Ten times higher.
It’s a rate that would be celebrated if the context were dividends or improved test scores. But today, the World Health Organization announced that this is the rate at which childhood obesity has grown across the globe in the last 40 years.
The study, conducted by the WHO and Imperial College London and published in the Lancet, states that combined, the number of obese five to 19 year olds rose from 11 million globally in 1975 to 124 million in 2016. An additional 213 million were overweight in 2016 but fell below the threshold for obesity.
And among high-income countries, the United States of America had the highest obesity rates for girls and boys.

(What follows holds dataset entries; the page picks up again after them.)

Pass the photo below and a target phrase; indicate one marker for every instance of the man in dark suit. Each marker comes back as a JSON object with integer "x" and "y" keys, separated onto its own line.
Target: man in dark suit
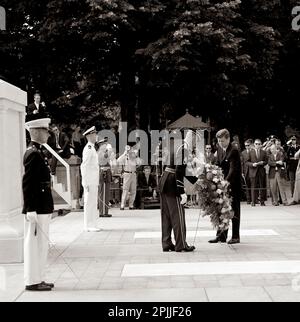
{"x": 245, "y": 168}
{"x": 59, "y": 142}
{"x": 173, "y": 198}
{"x": 228, "y": 158}
{"x": 209, "y": 155}
{"x": 38, "y": 207}
{"x": 292, "y": 162}
{"x": 147, "y": 185}
{"x": 37, "y": 109}
{"x": 256, "y": 162}
{"x": 277, "y": 174}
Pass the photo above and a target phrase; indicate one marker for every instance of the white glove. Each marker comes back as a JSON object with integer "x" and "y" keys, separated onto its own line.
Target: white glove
{"x": 31, "y": 217}
{"x": 183, "y": 199}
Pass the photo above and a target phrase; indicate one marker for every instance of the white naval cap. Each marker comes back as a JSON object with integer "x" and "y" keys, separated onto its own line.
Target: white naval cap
{"x": 90, "y": 131}
{"x": 38, "y": 124}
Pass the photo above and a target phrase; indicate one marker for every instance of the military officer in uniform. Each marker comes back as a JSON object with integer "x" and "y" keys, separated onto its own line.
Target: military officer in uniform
{"x": 38, "y": 207}
{"x": 173, "y": 198}
{"x": 129, "y": 162}
{"x": 104, "y": 156}
{"x": 90, "y": 181}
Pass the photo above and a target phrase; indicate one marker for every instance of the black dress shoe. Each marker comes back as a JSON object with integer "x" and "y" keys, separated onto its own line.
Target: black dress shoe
{"x": 38, "y": 288}
{"x": 48, "y": 284}
{"x": 234, "y": 241}
{"x": 187, "y": 249}
{"x": 217, "y": 240}
{"x": 169, "y": 249}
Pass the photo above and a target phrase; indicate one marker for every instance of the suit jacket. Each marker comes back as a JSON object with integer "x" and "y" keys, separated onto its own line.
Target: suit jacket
{"x": 36, "y": 184}
{"x": 231, "y": 166}
{"x": 274, "y": 167}
{"x": 259, "y": 170}
{"x": 172, "y": 184}
{"x": 142, "y": 181}
{"x": 211, "y": 159}
{"x": 64, "y": 143}
{"x": 41, "y": 112}
{"x": 292, "y": 161}
{"x": 244, "y": 158}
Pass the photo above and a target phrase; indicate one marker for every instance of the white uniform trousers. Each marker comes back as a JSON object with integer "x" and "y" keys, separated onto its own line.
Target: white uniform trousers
{"x": 129, "y": 185}
{"x": 90, "y": 207}
{"x": 36, "y": 247}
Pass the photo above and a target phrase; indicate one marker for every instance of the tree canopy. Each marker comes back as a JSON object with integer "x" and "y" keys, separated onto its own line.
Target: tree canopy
{"x": 236, "y": 62}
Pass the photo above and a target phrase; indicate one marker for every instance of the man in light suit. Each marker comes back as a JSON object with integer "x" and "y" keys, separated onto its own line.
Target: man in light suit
{"x": 277, "y": 174}
{"x": 37, "y": 109}
{"x": 228, "y": 158}
{"x": 209, "y": 155}
{"x": 90, "y": 181}
{"x": 257, "y": 160}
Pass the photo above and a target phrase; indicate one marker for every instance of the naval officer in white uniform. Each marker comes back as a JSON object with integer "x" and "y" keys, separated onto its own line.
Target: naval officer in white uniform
{"x": 90, "y": 181}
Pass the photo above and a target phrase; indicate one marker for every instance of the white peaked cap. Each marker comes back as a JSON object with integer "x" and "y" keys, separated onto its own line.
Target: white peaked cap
{"x": 38, "y": 124}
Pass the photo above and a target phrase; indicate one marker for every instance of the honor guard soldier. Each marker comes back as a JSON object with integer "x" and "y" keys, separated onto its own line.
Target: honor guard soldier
{"x": 104, "y": 156}
{"x": 129, "y": 162}
{"x": 90, "y": 181}
{"x": 173, "y": 198}
{"x": 38, "y": 206}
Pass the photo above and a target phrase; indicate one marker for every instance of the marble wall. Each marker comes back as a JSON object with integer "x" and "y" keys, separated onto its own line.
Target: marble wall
{"x": 12, "y": 147}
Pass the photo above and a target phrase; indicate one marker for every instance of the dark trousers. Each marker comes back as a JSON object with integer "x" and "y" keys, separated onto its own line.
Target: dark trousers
{"x": 104, "y": 191}
{"x": 248, "y": 188}
{"x": 236, "y": 220}
{"x": 259, "y": 188}
{"x": 172, "y": 218}
{"x": 292, "y": 177}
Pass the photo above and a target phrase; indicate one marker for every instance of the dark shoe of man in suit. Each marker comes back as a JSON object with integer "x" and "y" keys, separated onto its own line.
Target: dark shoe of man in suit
{"x": 187, "y": 249}
{"x": 217, "y": 240}
{"x": 38, "y": 288}
{"x": 234, "y": 241}
{"x": 171, "y": 248}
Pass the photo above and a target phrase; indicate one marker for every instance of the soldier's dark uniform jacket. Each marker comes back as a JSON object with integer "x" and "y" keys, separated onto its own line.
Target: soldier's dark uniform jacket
{"x": 36, "y": 181}
{"x": 171, "y": 186}
{"x": 173, "y": 183}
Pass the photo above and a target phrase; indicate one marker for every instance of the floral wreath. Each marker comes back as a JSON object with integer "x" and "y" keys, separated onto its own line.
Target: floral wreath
{"x": 215, "y": 200}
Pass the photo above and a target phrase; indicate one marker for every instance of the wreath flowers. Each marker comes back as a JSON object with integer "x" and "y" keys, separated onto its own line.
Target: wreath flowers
{"x": 215, "y": 200}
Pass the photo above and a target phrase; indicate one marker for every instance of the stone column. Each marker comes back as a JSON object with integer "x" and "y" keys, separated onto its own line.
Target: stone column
{"x": 12, "y": 148}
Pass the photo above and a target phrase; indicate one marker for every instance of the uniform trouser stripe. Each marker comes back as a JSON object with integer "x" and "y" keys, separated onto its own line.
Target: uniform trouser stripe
{"x": 181, "y": 221}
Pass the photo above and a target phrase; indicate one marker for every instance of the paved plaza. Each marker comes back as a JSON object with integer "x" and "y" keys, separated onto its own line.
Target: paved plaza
{"x": 124, "y": 262}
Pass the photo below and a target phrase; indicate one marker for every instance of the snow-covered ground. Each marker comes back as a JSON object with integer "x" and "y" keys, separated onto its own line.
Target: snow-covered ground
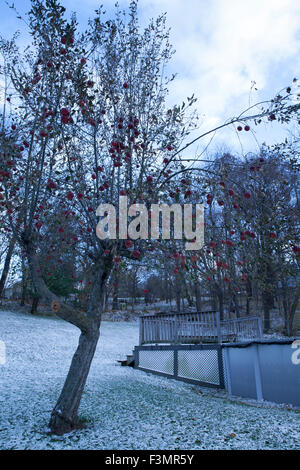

If current trends continue, the study concludes, more children and adolescents will be obese than moderately or severely underweight by 2022.
This data is stunning in its implications – for rates of preventable disease, for health care costs, for the future of entire generations the world over. And most certainly for children here in the US and in our own neighborhoods – particularly in low income communities.
In our daily work, the team at the Capital Area Food Bank observes first hand that obesity, paradoxically, is all too often the face of hunger. Without access to good food – whether the result of a low income, proximity to a grocery store, or most often in our area, both – the diseases associated with obesity (high blood pressure, heart disease, and diabetes) have become pervasive among those we serve.
We’re working alongside others to change that. Cleaning up our own inventory so that those we serve have ever-better options from which to choose. Providing opportunities for children and families to form lasting healthy food habits by setting up free fruit and vegetable markets in schools. And advocating for more and better retail options for those in low income communities.
We can’t do it alone. Today’s announcement is a call to action for people and organizations across sectors to support initiatives – in our low income communities and beyond – that can help turn this extraordinarily troubling tide.
Our future quite literally depends on it.